La guerra en Iraq ya terminó, pero la batalla para transformar las economías del Medio Oriente (la única esperanza de evitar que el fanatismo atrape a una generación de jóvenes desempleados árabes e iraníes) apenas está comenzando.

La lucha va más allá de las estrategias de desarrollo y llega hasta las raíces del Islam. Se cuenta que el Ayatola Jomeini solía decir que "El pueblo de Irán no promovió la revolución islámica para bajar el precio de las sandías". Siguiendo esa lógica, el capitalismo y el Islam son incompatibles. ¿Lo son?

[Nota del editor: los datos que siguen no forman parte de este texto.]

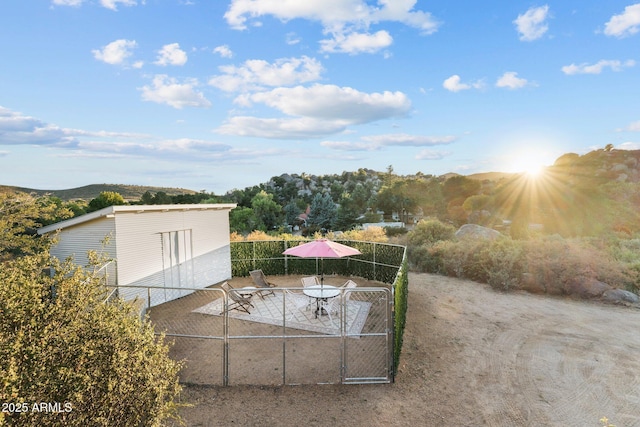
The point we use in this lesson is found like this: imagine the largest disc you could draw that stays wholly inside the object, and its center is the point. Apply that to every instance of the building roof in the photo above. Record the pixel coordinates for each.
(113, 210)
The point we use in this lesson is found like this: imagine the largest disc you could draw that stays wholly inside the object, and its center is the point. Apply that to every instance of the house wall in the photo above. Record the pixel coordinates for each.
(76, 242)
(141, 260)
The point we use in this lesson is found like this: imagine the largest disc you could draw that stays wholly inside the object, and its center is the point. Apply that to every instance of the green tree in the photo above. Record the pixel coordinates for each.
(347, 214)
(20, 215)
(61, 342)
(291, 212)
(323, 212)
(267, 211)
(105, 199)
(242, 220)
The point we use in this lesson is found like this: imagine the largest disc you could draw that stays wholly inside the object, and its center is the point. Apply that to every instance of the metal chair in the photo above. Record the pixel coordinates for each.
(238, 302)
(261, 282)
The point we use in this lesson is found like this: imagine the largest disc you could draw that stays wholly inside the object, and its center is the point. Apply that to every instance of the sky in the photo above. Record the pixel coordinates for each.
(215, 95)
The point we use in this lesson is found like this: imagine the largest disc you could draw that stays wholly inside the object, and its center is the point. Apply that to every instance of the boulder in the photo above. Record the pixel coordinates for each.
(620, 295)
(529, 283)
(586, 287)
(477, 232)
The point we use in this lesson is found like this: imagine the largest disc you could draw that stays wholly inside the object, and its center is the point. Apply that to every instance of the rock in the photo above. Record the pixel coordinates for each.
(475, 231)
(619, 295)
(586, 287)
(529, 283)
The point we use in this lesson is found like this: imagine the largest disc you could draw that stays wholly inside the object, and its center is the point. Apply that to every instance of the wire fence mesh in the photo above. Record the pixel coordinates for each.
(279, 341)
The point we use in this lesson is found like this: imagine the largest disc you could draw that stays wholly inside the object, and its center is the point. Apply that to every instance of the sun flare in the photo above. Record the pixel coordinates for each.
(531, 164)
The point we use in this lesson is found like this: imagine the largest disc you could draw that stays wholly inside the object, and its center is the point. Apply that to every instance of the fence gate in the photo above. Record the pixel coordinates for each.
(280, 342)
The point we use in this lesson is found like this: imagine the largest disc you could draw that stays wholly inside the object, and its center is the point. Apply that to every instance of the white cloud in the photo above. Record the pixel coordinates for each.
(109, 4)
(171, 54)
(532, 24)
(354, 43)
(20, 129)
(345, 20)
(292, 39)
(511, 80)
(633, 127)
(257, 74)
(316, 111)
(330, 102)
(598, 67)
(377, 142)
(407, 140)
(166, 90)
(283, 128)
(431, 155)
(224, 51)
(454, 84)
(68, 2)
(629, 146)
(625, 24)
(113, 4)
(116, 52)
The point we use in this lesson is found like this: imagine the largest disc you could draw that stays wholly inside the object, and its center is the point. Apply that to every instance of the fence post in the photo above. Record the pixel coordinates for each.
(286, 259)
(374, 261)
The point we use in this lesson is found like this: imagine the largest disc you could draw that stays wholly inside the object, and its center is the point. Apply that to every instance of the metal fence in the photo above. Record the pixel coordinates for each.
(278, 342)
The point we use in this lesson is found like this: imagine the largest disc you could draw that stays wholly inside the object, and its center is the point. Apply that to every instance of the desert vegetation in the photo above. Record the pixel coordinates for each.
(78, 360)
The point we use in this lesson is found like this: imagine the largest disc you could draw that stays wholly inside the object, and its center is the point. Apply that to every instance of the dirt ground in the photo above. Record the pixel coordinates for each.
(471, 357)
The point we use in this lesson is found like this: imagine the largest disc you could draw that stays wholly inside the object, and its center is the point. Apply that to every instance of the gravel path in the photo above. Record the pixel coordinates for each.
(471, 357)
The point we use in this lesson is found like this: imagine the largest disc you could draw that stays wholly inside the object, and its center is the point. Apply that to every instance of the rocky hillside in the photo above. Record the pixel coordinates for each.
(601, 165)
(88, 192)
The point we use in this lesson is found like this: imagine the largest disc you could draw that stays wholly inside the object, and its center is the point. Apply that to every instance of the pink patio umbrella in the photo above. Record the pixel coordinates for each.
(322, 248)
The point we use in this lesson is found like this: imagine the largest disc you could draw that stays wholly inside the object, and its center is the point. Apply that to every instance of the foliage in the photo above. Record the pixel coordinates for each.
(20, 215)
(554, 264)
(242, 220)
(323, 212)
(430, 231)
(369, 234)
(266, 211)
(106, 199)
(59, 342)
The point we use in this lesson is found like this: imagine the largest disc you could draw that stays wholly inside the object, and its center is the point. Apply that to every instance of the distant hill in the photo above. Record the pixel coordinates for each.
(491, 176)
(88, 192)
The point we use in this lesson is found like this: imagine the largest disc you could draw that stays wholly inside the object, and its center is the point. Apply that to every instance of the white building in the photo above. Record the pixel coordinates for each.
(163, 247)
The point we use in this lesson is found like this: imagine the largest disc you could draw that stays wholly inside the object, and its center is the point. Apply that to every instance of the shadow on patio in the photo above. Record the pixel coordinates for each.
(258, 352)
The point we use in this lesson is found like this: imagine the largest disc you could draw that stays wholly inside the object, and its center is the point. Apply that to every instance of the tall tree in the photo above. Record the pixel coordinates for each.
(323, 212)
(267, 211)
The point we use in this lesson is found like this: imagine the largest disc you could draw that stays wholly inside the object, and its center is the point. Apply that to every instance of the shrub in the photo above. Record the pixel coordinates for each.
(430, 232)
(370, 234)
(60, 343)
(502, 263)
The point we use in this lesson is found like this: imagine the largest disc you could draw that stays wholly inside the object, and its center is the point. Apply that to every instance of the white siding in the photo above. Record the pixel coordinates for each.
(195, 239)
(140, 251)
(77, 241)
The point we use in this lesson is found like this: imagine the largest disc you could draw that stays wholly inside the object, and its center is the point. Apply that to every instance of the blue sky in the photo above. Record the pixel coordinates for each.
(216, 95)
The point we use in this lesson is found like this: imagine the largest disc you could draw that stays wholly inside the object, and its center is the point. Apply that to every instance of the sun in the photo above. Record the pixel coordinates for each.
(533, 170)
(530, 164)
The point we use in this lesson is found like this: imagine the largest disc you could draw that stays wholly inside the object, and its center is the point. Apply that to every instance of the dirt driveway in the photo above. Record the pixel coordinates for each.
(471, 357)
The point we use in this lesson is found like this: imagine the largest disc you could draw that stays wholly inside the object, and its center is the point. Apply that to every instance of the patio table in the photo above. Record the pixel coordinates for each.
(321, 293)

La historia nos puede servir de guía. La revolución industrial comenzó en las regiones centrales inglesas y en los bosques de Bélgica, zonas que contaban con carbón, canales (a través de los cuales se podía transportar el carbón en barcazas), y obreros calificados (quienes podían construir máquinas que utilizaban el carbón como combustible). El carbón, los canales y los obreros fueron las bases para construir, instalar y utilizar las máquinas de hilar automáticas, los telares mecánicos y las locomotoras que fueron las primeras industrias de maquinaria moderna.

La energía de vapor, las fábricas, los mercados y la industria se esparcieron rápidamente por la Europa noroccidental y sus colonias. Hacia fines del siglo XIX, Turín, Venecia, Praga, Wroclaw, Essen, París, Lille, Lieja, Lyon y Barcelona en la Europa continental, gran parte de Inglaterra y los Estados Unidos, porciones de Canadá e Irlanda, y Melbourne, Buenos Aires y Johannesburgo (además de Tokio, por supuesto) eran centros de la industria moderna.